Besh, compelled to do anything he could to help, made a big pot of a Louisiana classic — red beans and rice — got in a boat and went to go find hungry people.
“Here he is, this world-famous chef, in a boat dishing out red beans and rice. And one guy he gave it to — wading half-deep in water — told him, ‘Who taught you how to make red beans and rice? My momma could make better red beans and rice than this!’” Irwin recalled. “Besh’s take on that was that two days after the storm he knew that New Orleans was going to be alright, because of the clinging to an authentic culture.”
Another story was of church member Marjorie Ball, who along with her adult daughter accompanied her nursing-home-bound husband as he was evacuated to a town in southwestern Louisiana. Just weeks after that evacuation, he had to be evacuated again due to the approach of Hurricane Rita. This time, the family was sent to the tiny town of Lake Providence, in the far northeastern corner of the state.
By the time they got there, the lone hotel in Lake Providence was fully booked. A local woman who had been helping the evacuees insisted that Ball and her daughter stay with her and her husband.

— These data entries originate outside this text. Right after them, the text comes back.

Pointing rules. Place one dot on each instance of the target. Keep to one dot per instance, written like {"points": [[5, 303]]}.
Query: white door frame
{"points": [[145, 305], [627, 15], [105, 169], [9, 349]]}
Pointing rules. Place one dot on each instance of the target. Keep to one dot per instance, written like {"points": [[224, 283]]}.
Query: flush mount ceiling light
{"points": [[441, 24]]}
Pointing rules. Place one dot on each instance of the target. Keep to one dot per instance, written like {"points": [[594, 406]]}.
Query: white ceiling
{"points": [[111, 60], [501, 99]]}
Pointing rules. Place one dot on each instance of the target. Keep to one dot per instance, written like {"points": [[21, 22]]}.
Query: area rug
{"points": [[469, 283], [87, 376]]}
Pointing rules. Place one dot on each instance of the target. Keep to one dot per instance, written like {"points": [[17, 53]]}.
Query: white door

“And they ended up for over a month staying with this couple and just felt complete love and support,” Irwin said. “That whole community responded to them, and that’s part of things that start as a lament turning to joy and good news.”
Things have started to turn to joy for both the city and St. Charles, said the church’s pastor, Travis Norvell. He was called there from Rhode Island last year. Although attendance and giving dropped precipitously between Katrina’s landfall and its reopening post-storm, Norvell said, they are back to their pre-storm levels.

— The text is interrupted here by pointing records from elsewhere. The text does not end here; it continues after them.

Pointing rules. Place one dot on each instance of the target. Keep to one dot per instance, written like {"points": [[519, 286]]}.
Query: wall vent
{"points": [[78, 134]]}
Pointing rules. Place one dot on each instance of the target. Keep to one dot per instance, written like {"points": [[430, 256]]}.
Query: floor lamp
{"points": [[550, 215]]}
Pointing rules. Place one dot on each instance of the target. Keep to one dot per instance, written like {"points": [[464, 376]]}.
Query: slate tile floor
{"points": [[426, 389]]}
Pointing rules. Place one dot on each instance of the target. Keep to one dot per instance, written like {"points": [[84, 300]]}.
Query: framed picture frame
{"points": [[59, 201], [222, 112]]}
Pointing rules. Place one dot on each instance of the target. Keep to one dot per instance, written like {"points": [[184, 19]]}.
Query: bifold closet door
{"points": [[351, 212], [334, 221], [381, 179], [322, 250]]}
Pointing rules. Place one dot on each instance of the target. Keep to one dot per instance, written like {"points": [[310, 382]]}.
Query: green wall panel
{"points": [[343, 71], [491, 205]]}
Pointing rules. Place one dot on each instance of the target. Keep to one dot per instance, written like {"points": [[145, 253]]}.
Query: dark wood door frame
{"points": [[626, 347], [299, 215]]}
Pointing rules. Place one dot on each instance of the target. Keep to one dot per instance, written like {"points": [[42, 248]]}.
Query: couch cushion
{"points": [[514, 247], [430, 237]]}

“There’s a general energy; we think we’re going to turn the corner, we’re going to make it,” he said. “We’ve still got a lot of people who have chosen to leave, that are scattered across the country,” Norvell acknowledged, but five years after the storm, “We kind of have an idea now about who’s going to come back and who’s not going to come back.”
Other New Orleans churches haven’t been so fortunate. St. Charles — located near Tulane and Loyola universities in an affluent part of Uptown New Orleans — didn’t flood, and many of its members pre-storm were well-heeled professionals. Nonetheless, Norvell said, the church is surrounded by reminders that recovery in its community is nowhere near complete.

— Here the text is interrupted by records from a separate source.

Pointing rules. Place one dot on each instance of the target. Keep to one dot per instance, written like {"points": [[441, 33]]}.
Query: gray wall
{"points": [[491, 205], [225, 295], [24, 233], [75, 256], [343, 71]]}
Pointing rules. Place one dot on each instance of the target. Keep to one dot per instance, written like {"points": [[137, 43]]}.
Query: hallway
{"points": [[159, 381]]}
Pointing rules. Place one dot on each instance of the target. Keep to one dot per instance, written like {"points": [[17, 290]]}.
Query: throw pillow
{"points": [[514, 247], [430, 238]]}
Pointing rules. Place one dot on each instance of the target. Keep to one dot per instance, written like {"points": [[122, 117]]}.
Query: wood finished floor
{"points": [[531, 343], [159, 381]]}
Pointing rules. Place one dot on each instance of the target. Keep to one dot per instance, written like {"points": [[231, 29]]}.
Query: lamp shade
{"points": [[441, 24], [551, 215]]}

“You can drive anywhere in the city — even here in Uptown, which was largely spared — and you’ll still see abandoned houses and houses with National Guard symbols on the front (indicating) how many they found dead inside,” he said.
The church has been serving as a rallying point for the volunteers working to rebuild New Orleans since shortly after the storm. Its educational building already housed the offices of the local Habitat for Humanity chapter before Katrina; Habitat has expanded its staff and its offices many times over.
Norvell said that while government and charities are now much better at coordinating rebuilding work for those who lost their homes in the storm — rather than the essentially ad-hoc process that existed for a year or more after Katrina — gaps remain. And so do the painful memories.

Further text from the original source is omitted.